Les personnes mises au travail par les CPAS : pas des travailleurs…

Dernier point d’étonnement : il concerne les mesures d’insertion sociale prévues par la loi organique des CPAS.

L’article 60 [5] de cette loi (pour être précis, le paragraphe 7 de cet article) est un dispositif bien connu de mise au travail par les CPAS. Ses objectifs ont varié dans le temps.

Initialement, la mise au travail devait exclusivement permettre à son bénéficiaire d’être rétabli dans le circuit de la sécurité sociale, le CPAS assumant le rôle d’employeur [6], le temps nécessaire à l’admission au bénéfice des allocations de chômage. L’article 60 pouvait alors être qualifié d’«  ascenseur vers le chômage  ».

En 1999, les objectifs ont été élargis, la loi autorisant dorénavant le subventionnement des mises à l’emploi réalisées dans le but d’acquérir une expérience professionnelle nécessaire à l’accès au marché du travail. Sans renoncer à sa vocation initiale, l’article 60 est aussi devenu un «  ascenseur vers l’emploi  ».

Dans la pratique, les résultats sont qualifiés d’encourageants : selon plusieurs études, dans près d’un cas sur deux, les personnes ayant terminé un article 60 depuis un an ont trouvé du travail (même si ce n’est pas fréquemment dans un emploi stable) [7].

On est donc particulièrement surpris d’apprendre que l’Office des étrangers, faisant totalement abstraction de l’objectif de la mesure et de son utilité avérée, inclut les titulaires d’un article 60 parmi les bénéficiaires d’une aide sociale à qui il s’impose de notifier un ordre de quitter le territoire en raison de ce qu’ils représentent une charge déraisonnable pour notre système d’aide sociale.

L’argument de l’Office des étrangers (suivi en cela par le Conseil du contentieux des étrangers) est que le bénéficiaire de l’article 60 n’est pas un véritable travailleur salarié et que son emploi, subsidié, n’est pas un «  emploi à valeur économique  ». En commission de la Chambre, la secrétaire d’État a martelé en ce sens que l’article 60 n’est «  qu’une forme d’extension de services sociaux  ».

Pourtant, c’est bien un contrat de travail conforme à la loi sur les contrats de travail que l’article 60 impose aux CPAS de conclure. De même, indépendamment de ce que comme d’autres statuts, il donne lieu à une réduction de cotisations sociales, il implique un assujettissement complet à la sécurité sociale des travailleurs salariés.

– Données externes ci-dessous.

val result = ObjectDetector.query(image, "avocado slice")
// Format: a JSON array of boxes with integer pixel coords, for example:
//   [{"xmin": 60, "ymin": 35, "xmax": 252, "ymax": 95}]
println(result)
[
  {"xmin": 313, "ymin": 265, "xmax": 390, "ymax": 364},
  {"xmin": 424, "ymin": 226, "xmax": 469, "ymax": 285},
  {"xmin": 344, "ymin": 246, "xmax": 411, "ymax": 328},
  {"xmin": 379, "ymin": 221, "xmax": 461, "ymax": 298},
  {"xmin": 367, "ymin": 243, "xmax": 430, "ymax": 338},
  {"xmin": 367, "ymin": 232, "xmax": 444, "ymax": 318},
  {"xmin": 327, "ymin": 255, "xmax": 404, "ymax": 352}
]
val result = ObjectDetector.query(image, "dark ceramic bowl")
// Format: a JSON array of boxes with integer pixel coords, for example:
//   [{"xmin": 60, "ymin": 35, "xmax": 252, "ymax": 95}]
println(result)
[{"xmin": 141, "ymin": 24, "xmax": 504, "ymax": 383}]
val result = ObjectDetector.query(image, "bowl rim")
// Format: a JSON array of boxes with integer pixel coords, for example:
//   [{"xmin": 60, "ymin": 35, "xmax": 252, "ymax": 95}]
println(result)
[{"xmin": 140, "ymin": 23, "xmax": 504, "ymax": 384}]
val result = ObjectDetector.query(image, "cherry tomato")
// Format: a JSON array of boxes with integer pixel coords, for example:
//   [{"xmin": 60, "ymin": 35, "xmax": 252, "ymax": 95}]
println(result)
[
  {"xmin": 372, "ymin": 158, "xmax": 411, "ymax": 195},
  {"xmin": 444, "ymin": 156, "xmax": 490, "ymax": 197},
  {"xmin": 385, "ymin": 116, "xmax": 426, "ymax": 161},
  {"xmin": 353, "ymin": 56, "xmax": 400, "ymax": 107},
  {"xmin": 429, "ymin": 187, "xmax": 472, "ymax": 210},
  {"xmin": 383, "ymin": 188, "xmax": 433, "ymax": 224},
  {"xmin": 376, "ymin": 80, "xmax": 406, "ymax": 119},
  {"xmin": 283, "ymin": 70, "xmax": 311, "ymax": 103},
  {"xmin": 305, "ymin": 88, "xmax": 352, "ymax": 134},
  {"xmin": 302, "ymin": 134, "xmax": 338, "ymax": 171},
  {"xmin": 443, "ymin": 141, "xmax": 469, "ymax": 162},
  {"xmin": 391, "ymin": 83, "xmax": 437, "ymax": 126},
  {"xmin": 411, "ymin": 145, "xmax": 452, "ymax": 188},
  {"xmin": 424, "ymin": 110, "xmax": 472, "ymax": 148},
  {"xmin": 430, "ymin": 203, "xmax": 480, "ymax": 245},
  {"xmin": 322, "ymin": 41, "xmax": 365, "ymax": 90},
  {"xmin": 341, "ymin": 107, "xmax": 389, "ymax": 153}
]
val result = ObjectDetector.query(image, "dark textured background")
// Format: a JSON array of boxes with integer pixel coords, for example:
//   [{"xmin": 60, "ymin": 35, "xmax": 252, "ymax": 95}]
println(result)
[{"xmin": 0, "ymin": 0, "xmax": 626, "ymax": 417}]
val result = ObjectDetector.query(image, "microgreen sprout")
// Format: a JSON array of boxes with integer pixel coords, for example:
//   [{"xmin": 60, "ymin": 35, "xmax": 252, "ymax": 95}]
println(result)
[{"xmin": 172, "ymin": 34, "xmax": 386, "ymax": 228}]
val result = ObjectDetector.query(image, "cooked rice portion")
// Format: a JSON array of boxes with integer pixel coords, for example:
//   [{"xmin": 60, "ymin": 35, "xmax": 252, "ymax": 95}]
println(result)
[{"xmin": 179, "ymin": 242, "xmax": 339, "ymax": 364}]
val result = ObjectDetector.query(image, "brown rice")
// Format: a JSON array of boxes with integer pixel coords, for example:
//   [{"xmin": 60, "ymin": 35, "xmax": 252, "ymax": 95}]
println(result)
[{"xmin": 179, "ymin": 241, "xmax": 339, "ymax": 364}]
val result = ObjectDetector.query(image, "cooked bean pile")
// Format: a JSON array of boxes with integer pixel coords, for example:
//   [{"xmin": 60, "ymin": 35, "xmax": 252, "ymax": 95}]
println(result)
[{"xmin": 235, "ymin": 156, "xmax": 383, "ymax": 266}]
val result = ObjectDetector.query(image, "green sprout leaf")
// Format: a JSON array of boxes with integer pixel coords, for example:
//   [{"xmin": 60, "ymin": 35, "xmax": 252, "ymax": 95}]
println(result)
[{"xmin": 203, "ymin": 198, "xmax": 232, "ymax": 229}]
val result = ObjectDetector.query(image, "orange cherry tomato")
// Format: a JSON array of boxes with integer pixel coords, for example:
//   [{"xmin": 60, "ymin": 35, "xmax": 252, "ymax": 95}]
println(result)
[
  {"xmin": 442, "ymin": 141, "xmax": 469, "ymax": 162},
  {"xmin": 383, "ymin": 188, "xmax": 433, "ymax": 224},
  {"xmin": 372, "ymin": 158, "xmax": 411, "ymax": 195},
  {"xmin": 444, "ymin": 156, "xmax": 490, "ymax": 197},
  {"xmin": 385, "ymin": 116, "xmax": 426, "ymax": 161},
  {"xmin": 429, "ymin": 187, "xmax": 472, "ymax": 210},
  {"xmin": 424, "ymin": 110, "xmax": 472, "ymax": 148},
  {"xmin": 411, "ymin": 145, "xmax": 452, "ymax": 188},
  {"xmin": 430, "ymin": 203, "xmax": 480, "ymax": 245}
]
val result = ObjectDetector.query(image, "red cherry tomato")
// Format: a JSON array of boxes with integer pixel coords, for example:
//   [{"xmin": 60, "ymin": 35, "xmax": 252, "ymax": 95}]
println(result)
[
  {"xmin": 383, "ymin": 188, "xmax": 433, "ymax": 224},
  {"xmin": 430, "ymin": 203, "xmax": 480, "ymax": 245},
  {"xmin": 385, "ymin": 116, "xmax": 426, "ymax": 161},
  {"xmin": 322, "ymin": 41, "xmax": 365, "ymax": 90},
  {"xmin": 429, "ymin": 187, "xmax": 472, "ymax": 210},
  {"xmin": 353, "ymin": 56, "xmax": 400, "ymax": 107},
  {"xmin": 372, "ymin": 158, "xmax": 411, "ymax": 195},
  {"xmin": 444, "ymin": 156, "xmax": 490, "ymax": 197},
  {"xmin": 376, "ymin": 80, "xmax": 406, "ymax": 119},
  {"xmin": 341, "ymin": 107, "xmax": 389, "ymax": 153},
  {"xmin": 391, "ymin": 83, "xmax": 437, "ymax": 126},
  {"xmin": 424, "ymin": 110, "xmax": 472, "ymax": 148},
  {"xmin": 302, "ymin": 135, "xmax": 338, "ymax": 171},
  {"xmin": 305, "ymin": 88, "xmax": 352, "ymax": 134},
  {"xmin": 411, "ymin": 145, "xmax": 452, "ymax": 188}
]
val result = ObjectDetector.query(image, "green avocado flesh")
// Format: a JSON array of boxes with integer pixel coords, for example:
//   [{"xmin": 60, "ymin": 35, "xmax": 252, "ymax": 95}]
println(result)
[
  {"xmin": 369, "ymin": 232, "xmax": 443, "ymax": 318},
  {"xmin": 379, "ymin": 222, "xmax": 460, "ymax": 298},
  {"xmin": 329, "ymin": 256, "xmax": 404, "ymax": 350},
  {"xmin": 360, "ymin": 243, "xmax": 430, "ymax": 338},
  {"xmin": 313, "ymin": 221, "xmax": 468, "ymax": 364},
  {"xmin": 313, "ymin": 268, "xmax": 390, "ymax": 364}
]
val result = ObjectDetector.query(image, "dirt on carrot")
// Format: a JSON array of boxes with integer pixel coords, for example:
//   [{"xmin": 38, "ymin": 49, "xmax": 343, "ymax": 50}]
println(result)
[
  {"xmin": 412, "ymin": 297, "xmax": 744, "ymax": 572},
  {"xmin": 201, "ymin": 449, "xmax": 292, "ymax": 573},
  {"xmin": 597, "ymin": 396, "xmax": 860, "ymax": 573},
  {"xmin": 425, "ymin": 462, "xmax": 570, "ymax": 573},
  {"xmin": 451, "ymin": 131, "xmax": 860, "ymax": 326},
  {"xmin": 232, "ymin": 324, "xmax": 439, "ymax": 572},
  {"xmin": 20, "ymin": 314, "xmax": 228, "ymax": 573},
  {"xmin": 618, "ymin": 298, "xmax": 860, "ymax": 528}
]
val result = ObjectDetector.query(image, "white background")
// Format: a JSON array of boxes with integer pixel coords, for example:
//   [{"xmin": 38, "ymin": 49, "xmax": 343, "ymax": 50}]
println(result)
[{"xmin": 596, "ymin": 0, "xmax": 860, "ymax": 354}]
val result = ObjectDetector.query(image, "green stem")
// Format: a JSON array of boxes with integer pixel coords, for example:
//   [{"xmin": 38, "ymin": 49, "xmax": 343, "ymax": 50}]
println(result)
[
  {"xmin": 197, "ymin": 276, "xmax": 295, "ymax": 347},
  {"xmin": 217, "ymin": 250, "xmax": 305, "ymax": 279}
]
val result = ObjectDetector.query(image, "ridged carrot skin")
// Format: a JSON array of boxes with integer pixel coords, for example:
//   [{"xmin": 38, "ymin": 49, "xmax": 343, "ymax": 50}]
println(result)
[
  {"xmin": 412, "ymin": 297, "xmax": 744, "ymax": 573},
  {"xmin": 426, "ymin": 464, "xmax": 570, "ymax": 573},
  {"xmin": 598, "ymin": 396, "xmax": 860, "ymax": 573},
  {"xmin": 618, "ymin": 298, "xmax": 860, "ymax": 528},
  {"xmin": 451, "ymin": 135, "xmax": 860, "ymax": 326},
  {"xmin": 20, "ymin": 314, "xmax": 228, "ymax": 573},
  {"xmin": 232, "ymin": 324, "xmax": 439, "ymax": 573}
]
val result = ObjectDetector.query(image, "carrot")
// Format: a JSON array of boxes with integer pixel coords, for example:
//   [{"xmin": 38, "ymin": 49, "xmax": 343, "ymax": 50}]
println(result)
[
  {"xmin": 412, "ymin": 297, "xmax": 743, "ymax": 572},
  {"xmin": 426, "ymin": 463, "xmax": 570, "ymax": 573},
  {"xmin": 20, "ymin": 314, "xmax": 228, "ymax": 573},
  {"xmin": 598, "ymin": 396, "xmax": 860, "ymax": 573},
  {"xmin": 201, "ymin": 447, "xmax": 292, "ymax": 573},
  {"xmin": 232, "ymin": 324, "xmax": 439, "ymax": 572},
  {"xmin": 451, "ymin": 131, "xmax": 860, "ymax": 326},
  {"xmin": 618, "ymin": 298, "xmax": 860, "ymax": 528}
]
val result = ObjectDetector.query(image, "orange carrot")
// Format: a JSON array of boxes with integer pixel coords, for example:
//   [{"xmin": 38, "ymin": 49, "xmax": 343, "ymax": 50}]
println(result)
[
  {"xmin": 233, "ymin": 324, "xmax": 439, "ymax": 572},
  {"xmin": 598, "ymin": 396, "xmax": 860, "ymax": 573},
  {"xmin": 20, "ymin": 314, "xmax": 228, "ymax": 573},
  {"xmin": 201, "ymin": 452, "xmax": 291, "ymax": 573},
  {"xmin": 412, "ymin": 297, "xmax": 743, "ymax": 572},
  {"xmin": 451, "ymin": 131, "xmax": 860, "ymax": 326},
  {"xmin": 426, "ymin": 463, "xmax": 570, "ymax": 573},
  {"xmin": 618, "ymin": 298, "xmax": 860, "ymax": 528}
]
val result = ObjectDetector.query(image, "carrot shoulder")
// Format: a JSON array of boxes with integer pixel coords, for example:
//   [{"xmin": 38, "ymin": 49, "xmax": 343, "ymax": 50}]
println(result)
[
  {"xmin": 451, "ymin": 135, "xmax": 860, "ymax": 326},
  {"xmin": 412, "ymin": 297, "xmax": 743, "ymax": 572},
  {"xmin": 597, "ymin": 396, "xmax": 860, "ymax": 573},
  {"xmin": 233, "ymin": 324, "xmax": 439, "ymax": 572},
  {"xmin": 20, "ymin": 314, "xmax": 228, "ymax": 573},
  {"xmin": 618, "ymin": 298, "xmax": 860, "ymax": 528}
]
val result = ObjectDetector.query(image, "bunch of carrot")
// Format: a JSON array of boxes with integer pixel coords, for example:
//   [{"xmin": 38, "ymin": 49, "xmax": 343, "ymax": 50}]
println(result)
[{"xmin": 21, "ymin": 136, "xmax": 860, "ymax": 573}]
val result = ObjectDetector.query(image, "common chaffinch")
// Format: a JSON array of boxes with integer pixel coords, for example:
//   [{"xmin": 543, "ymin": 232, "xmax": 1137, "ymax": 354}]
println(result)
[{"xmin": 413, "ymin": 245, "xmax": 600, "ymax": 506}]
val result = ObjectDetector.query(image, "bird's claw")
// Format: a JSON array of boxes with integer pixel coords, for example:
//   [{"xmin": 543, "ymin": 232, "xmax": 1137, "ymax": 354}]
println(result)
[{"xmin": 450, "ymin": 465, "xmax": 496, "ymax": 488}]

La prétendue absence de valeur économique de l’emploi et son caractère subventionné devraient, quant à eux, rester totalement hors du débat. La jurisprudence européenne est claire : la qualité de travailleur salarié ne dépend ni de «  la nature juridique sui generis de la relation d’emploi  », ni du niveau plus ou moins élevé de productivité du travailleur, ni de «  l’origine des ressources  » permettant de payer la rémunération, ni du niveau de celle-ci… Seul compte le caractère effectif et réel des prestations. Or, il paraît difficile de dénier ce caractère aux activités déployées dans le cadre de l’article 60, au profit de différents acteurs du secteur public ou de l’économie sociale.

Bref, les pétitions de principe et autres raccourcis qui caractérisent l’approche de l’Office des étrangers semblent largement faire fi tant du droit européen que de la loi organique des CPAS.

[1Circulaire du 29 juin 2011 relative au citoyen de l’UE. Analyse de la relation entre son droit de séjour et l’ouverture du droit à l’aide sociale ou au revenu d’intégration et de l’influence éventuelle de son recours à l’aide du CPAS sur son droit de séjour : http://bit.ly/1nFm2mq.

[2En pratique, il semblerait que l’Office des étrangers convoque l’intéressé avant de prendre sa décision.

[4CRIV 53-COM 0901, p. 28.

[5Dans le langage courant, les titulaires de ces emplois sont fréquemment appelés les «  articles 60  » : cette appellation nous paraît malheureuse dans la mesure où elle accrédite l’idée qu’ils ne sont pas de véritables travailleurs.

[6Depuis 1995, tout en restant l’employeur, le CPAS est autorisé à mettre les bénéficiaires à disposition d’une série d’utilisateurs publics ou privés relevant de l’économie sociale.